Note: This is one of the oldest entries in my first-ever blog, and I’m not ashamed to say that it was a *drumrolls* Friendster blog! Out of sisterly concern for my female students at the university, I feel the need to repost this entry WITH the profound response of one of my best gurls Grich. I hope that my students learn something from here that they’ll never learn in the classroom.
Originally posted WEDNESDAY, 15th JUNE 2005, 2:51 AM
Many Filipino women are such suckers for ukay-ukay.
I used to think that ukay shopping is limited to the budget conscious, but Cosmo tells me something else. Experience tells me something else. Like love and death, ukay shopping can be another great equalizer. (Only that rich fashionistas have personal shoppers, but that’s another story.)
Many assume that “ukay-ukay” was derived from the Filipino root word “halukay” (or to dig up the contents), usually associated with foraging for valuable discoveries– the same way ukay-ukay is linked with the sense of victory of getting to That Find. But then, in my Hiligaynon tongue (or Ilonggo, as what we commonly refer to) “ukay” means mess, disorder, disarray, even chaos.
And somehow, our love for thrift shops and vintage shopping has been assimilated into our dating culture. With the proverbial rose-tinted glasses (barf-inducing and much abused cliché, sorry), we keep hoping that we can change some men from “being human” into “human beings.” A few stitches here, a new button there. Bleach away stubborn stains from the whites; sew in cool patches over those on the colored ones. Then off you go sporting your ukay finds, feeling and looking über-cool. But men, like women, are much more complicated than that.
Some of them are beyond repair. Don’t get me wrong. Before you have me boxed and labeled MAN-HATER; FRAGILE; THIS SIDE UP, read the next line:
Some men are irreparable because they’re not meant to be recycled. (Love ‘em or leave ‘em; another barf-inducing cliché) Nor are they supposed to be altered. Makeovers for them are virtually impossible. There is just no changing them. You can’t change them. I can’t change them. Get real! People don’t change for other people. The poor guys can barely change for themselves! They will reform themselves, only when they’re ready to.
So, now is the time to dust off your bruised Superwoman ego, and face the reality that ukay-ukay finds are best confined to hangers and closets. That “second-hands” are still hand-me-downs with a price tag. That sometimes, there’s a good and very valid reason why somebody else had to dispose of them.

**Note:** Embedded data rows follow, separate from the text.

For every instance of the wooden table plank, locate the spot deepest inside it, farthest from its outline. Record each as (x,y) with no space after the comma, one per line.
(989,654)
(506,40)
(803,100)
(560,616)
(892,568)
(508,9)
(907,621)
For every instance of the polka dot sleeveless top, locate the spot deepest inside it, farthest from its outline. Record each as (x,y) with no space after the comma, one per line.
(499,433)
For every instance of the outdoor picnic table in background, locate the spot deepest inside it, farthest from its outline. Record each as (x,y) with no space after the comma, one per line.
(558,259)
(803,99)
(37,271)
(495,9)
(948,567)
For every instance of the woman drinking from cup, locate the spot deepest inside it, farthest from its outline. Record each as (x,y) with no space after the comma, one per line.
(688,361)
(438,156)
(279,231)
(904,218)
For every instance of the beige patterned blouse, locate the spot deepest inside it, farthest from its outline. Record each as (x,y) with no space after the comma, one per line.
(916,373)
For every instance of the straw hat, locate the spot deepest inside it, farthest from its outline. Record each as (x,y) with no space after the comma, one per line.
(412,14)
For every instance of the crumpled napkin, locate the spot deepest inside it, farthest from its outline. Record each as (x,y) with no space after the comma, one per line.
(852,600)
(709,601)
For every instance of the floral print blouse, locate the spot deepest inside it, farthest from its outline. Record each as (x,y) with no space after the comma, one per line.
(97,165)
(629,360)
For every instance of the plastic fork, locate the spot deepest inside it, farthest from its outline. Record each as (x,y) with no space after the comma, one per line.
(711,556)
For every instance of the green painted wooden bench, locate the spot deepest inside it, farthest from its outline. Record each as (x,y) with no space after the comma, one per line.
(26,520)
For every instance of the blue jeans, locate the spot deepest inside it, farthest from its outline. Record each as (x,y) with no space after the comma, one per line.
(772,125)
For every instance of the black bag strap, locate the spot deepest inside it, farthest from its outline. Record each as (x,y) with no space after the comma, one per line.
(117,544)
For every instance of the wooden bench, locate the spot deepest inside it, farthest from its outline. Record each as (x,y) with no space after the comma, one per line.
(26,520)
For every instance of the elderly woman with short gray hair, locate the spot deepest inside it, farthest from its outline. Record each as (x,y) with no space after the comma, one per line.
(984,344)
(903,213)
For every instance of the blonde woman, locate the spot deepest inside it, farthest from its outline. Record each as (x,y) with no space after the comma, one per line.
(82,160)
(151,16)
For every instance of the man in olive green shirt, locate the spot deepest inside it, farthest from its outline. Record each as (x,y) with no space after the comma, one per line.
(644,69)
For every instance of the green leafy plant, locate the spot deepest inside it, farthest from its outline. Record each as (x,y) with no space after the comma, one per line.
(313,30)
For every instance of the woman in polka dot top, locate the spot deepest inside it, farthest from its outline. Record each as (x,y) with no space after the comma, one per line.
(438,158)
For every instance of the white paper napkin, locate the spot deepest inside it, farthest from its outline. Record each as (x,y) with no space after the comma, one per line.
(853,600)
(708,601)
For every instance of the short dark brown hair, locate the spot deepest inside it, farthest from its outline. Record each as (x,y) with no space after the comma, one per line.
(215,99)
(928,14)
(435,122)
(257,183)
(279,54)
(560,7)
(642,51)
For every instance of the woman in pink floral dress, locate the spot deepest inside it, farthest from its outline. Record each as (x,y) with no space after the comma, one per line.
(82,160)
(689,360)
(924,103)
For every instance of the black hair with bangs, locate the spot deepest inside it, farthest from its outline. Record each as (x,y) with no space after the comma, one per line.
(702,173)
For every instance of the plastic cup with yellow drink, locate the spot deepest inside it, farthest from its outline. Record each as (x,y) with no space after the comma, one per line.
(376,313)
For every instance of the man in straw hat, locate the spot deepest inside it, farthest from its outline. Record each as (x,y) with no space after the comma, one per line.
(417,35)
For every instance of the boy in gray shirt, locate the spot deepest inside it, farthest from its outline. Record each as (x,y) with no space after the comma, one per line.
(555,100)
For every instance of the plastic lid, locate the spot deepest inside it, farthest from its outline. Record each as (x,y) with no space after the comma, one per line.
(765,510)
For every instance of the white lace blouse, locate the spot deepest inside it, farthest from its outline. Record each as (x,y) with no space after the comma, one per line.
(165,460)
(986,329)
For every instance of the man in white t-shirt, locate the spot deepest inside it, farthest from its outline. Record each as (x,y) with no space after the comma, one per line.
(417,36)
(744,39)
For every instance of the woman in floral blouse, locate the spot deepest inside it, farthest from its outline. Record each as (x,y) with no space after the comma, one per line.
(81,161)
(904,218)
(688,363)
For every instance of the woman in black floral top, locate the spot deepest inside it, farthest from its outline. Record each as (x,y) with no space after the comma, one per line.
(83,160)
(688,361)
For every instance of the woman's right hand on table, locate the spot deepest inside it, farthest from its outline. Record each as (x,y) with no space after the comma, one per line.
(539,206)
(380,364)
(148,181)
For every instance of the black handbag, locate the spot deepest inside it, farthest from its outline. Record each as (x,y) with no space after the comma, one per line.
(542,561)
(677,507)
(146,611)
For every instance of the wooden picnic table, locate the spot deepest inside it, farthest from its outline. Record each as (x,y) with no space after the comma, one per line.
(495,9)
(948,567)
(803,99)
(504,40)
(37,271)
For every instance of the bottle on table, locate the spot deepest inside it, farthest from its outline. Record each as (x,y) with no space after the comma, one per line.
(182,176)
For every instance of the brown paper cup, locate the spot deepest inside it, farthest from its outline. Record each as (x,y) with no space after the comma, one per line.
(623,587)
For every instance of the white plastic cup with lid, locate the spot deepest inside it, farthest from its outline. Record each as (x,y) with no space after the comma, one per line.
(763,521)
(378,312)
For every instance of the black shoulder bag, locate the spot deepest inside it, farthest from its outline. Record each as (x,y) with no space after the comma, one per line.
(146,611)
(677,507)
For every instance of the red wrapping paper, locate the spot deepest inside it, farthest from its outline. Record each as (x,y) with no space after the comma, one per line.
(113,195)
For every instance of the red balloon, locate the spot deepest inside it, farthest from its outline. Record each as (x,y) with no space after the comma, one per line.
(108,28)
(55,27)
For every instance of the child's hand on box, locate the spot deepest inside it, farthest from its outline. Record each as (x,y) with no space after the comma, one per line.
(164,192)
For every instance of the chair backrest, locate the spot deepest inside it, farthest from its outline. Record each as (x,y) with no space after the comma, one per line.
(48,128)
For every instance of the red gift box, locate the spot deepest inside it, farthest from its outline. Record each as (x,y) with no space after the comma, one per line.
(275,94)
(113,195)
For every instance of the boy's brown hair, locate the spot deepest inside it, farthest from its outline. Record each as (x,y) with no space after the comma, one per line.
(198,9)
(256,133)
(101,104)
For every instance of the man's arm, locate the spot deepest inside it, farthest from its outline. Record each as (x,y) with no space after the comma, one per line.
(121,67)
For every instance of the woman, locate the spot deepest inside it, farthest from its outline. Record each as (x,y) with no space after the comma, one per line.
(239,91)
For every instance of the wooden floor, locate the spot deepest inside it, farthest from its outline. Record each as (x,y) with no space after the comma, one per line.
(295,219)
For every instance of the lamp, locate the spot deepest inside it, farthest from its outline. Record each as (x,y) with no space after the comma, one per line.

And that, kissing frogs can just be kissing frogs, warts and all. Without hoping, without waiting, for them to turn into a prince.
Grich’s reply, posted 15th JUNE 2005, 9:37 PM:
I wonder why I am not fond of ukay shopping as much as other women. Not because I am a snotty, “designer only” biatch, but really because I hate joining the throng of people digging into what seem to be a senseless heap of clothes. I hate the fact that a girl can just snatch away a good old Versace find right under my nose even when its already in my hands! How barbaric, huh? Hehehe.
So maybe, this tells me one thing: That I don’t want to find my man in that senseless heap. I want him to be too special to even end up in that heap. I mean, I want him to be the old blue shirt his owner doesn’t want to give away just because it’s very comfortable.